Zihin, Gerçekliği Nasıl İnşa Eder?

Zihin, Gerçekliği Nasıl İnşa Eder?

Bu yazıda, insan zihninin dış dünyayı nasıl tahmin ettiğini, bu tahminlerin nasıl duygulara, eylemlere ve deneyimlere dönüştüğünü; zihnin kendini nasıl modelleyip yeniden şekillendirdiğini farklı kuramsal yaklaşımlar eşliğinde ele alıyorum.

Algı Gerçeklikten Mi Beslenir, Zihinden Mi?

“Beynimizin amacı geleceği tahmin ederek hayatta kalmaktır.”

Öncelikle, insan zihninin gerçeklikle olan ilişkisini anlamak için Karl Friston’un Free-Energy ilkesine yakından bakacağım.

Beyin, dış dünyadan gelen duyusal bilgileri pasifçe almaz. Aksine, önceden oluşturduğu tahminlerle gelen bilgiyi yorumlar.

— “Beyin bir tahmin makinesidir.”

Friston’ın free-energy modeline göre beyin, boş bir sayfa (tabula rasa) değildir. Beyin, genetik olarak önceden kabaca yapılandırılmış bazı tahmin mekanizmalarıyla doğar.

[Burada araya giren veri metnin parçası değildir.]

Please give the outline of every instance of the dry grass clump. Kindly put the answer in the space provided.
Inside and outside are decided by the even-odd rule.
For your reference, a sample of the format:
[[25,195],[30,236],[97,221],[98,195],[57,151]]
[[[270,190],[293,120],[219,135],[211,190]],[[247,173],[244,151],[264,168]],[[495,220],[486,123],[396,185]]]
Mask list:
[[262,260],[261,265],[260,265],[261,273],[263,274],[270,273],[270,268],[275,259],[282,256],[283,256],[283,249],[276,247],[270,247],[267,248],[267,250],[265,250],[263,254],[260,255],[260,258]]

Yani bebek her şeyi bilerek doğmaz, ama neleri öğrenmenin hayatta kalma açısından anlamlı olduğuna dair önsel eğilimlerle gelir.

Tıpkı gözün ışık algılamaya, kulağın ses frekanslarına duyarlı şekilde doğması gibi…

Yeni doğan bebek gözüyle bakar ama gördüğü şeyin ne olduğunu henüz anlamaz; ses duyar ama bu sesin kimden geldiğini bilmez.

Beyin burada istatistiksel örüntüler toplamaya başlar. Her gelen veriye bir tahmin eşlik eder:

“Bu şey bir öncekiyle aynı mı?”
“Bununla sonra ne oluyor?”

Bu süreçle birlikte içsel modeller oluşur. Her yeni deneyim, eski tahmini test eder; eğer bir sürpriz varsa, model güncellenir. Sürpriz, bir tahmin hatasıdır.

O halde şöyle diyebiliriz:

Zihnimiz dış dünyayı doğuştan anlamaz; ancak anlamaya hazır ve tahmin kurmaya meyilli bir mimariyle doğar.

Bu tahminler, geçmiş deneyimlere, öğrenilmiş kalıplara ve içsel modellerimize dayanır.

Bunlar zihinsel “dünyamızdır.”

Robert Greene’in “The Laws of Human Nature” kitabına göre, deneyimler, öğrenilmiş kalıplar ve beklentiler şu şekilde oluşur:

Çocuklukta yaşanan sosyal ilişkiler ve otorite figürlerinden gelen tepkiler, kişinin neyin doğru ya da tehlikeli olduğunu öğrenmesini sağlar ve zamanla bu öğrenilen tepkiler otomatik hale gelir.

Öğrenilmiş kalıplar, geçmişte öğrendikleri kalıplarla düşünmeden tepki verir ve kararlarını bu otomatik davranışlarla yönlendirir.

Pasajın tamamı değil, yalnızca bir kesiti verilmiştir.